While dismal news just keeps pouring out of the nation’s capital on climate change, states are increasingly showing momentum to lead the way. Trump and Pruitt are on a collision course with science and dead set on putting America last in clean energy innovation, giving away public lands and waters to fossil fuel companies and doing the bidding of their dirty energy campaign donors.
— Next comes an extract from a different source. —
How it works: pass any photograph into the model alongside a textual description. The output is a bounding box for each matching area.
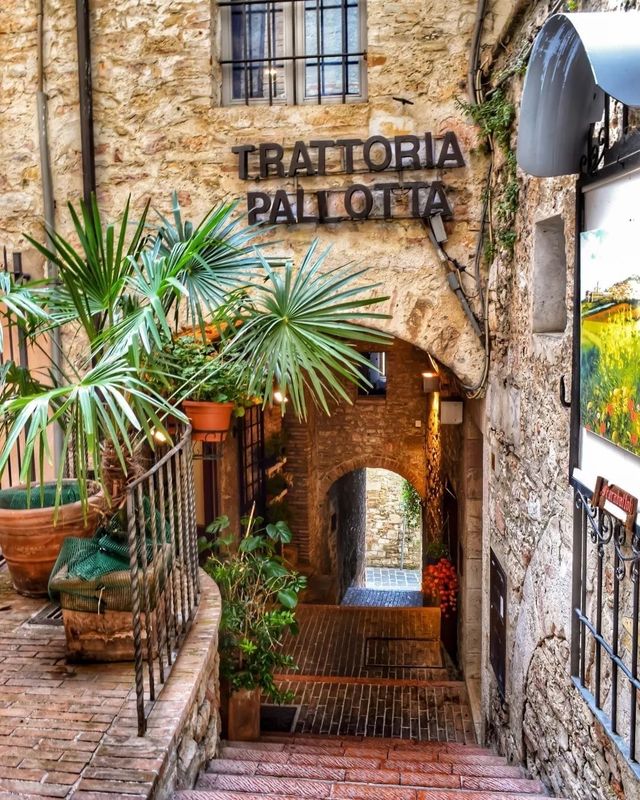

But states like Oregon can rise to the occasion to keep clean energy momentum alive.
The two bills have some differences that will need to be ironed out, but both would limit carbon pollution from the state’s biggest polluters and seek to allow Oregon to join a western carbon market that has been up and running since 2012 in California and has more recently successfully added two Canadian provinces: Quebec and Ontario.
State and local leadership on climate has seen a resurgence in the past year, with the growing list of cities and states committed to the Paris Climate Accord, deepening carbon cuts in the Northeastern Regional Greenhouse Gas Initiative and more states, like Virginia and New Jersey, putting in place programs to cut carbon. States initiated and maintained momentum on climate leadership during the Bush Administration, when the federal government did little to address the issue, and are having to take up the mantle again as Trump and Pruitt seek to undermine the progress made during the Obama administration.
Of course, states are not immune to anti-climate political donors and recalcitrant polluters hoping to prevent solutions to climate change. In Oregon the major business, transportation and gasoline/diesel interests have dug in to hold up movement of the bill. The state’s largest electric utility, Portland General Electric, has been late to engage, though they are still at least talking with proponents; while Pacificorp is opposing outright- with a barrage of changing rationalizations for opposition.
If action gets kicked down the road to next year’s legislature, the blame will go to the irresponsible and unconstructive polluter resistance.
The votes this past week marks continued momentum for sorely needed leadership. If the bills pass, it will be because elected leaders in the state rise above the clamor of polluter lobbyists and provide the leadership on climate action that the public demands.